Assess your leadership effectiveness and gain confidence in your ability to be your best self as an academic leader.
Overview
Leading as an academic Chair is difficult under the best of circumstances. You need to balance the competing interests of faculty and administration and stretch limited resources—all while maintaining your own scholarship and teaching loads. Add to this the uncertainty and complexity of leading through an ever-changing higher ed landscape, and it becomes clear that the current environment can test even the most seasoned leaders.

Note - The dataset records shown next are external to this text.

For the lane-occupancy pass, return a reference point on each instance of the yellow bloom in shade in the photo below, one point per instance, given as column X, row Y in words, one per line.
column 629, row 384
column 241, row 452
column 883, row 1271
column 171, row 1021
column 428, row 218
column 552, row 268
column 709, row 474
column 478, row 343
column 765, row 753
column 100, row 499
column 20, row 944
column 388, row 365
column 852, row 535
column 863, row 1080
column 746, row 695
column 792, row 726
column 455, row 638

Join us online for this six-week leadership bootcamp designed specifically for department chairs to discover or reconnect with the most effective ways to lead in a variety of situations and circumstances. We’ll explore your leadership style and how it changes under stress, as well as how you can more effectively communicate and collaborate with colleagues, resolve conflict with faculty and staff, and grow your influence. You will leave this bootcamp with a set of proven strategies and tactics for leading in a changing academic context.
Who Should Attend
Since this program focuses on leadership and not just on the nuts and bolts of running the department, we invite Chairs, Program Directors, and Center Directors of all experience levels to attend. If you have never received anonymous feedback about your leadership, this is a unique opportunity to do so via an expertly facilitated process. You’ll also be able to debrief your feedback with one of the program facilitators.
Agenda
Session 1: Identify the Key Leadership Competencies Required in Higher Ed
Today’s higher ed landscape is filled with uncertainty and ambiguity. As an academic leader, you are charged with helping to lead your department through this environment, and that can feel like a heavy load. You play multiple roles—administrator, advocate for the faculty, and faculty member, just to name a few. In this opening session, we’ll explore the unique context of leading as a Chair and discuss the skills and competencies you need to be an effective and influential leader in higher ed moving forward.

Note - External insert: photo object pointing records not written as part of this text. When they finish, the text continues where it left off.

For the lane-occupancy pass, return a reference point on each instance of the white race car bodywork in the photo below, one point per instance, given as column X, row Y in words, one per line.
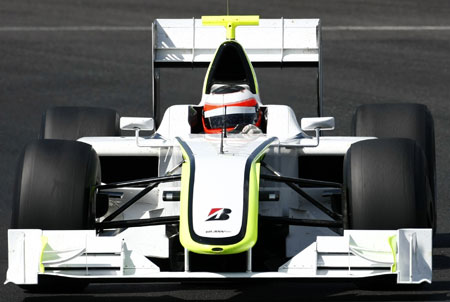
column 314, row 252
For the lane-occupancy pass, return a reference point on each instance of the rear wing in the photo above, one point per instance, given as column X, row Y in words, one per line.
column 272, row 43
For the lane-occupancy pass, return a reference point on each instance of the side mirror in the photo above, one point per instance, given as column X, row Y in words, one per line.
column 317, row 124
column 137, row 123
column 321, row 123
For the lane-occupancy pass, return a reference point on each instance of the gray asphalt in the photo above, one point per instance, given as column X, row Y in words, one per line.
column 42, row 68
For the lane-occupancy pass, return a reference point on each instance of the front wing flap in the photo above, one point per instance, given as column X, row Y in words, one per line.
column 81, row 254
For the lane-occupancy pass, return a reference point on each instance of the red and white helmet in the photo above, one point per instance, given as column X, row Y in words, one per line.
column 230, row 105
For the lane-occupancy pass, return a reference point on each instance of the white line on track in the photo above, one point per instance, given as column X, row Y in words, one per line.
column 148, row 28
column 75, row 28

Session 2: Enhance Your Leadership Effectiveness
Self-awareness is at the heart of effective leadership. To deepen your understanding of your strengths, gaps, and natural leadership style, you’ll complete the Five Paths to Leadership℠ Self-Assessment before the program, and we’ll review your results at the event. This assessment examines five forms of intelligence, including intellectual, emotional, intuitive, action, and reflective—as well as how you can achieve greater balance among those five forms. The purpose of this assessment is to help you understand how you can adapt your leadership approach to different situations and people as needed, thus enhancing your leadership effectiveness.
It is also important to realize that you cannot develop as a leader without getting feedback. When you receive feedback, you get a clear picture of your impact as a leader, and whether your impact aligns with your intent. Through this program, you’ll have the opportunity to invite a small number of colleagues to share feedback with you regarding your strengths, as well as the areas you may wish to develop further. This feedback is submitted through Academic Impressions and is completely anonymous. Your results will be shared with you privately, and one of your instructors will provide you with a personalized one-on-one session to help you to interpret and act on the feedback.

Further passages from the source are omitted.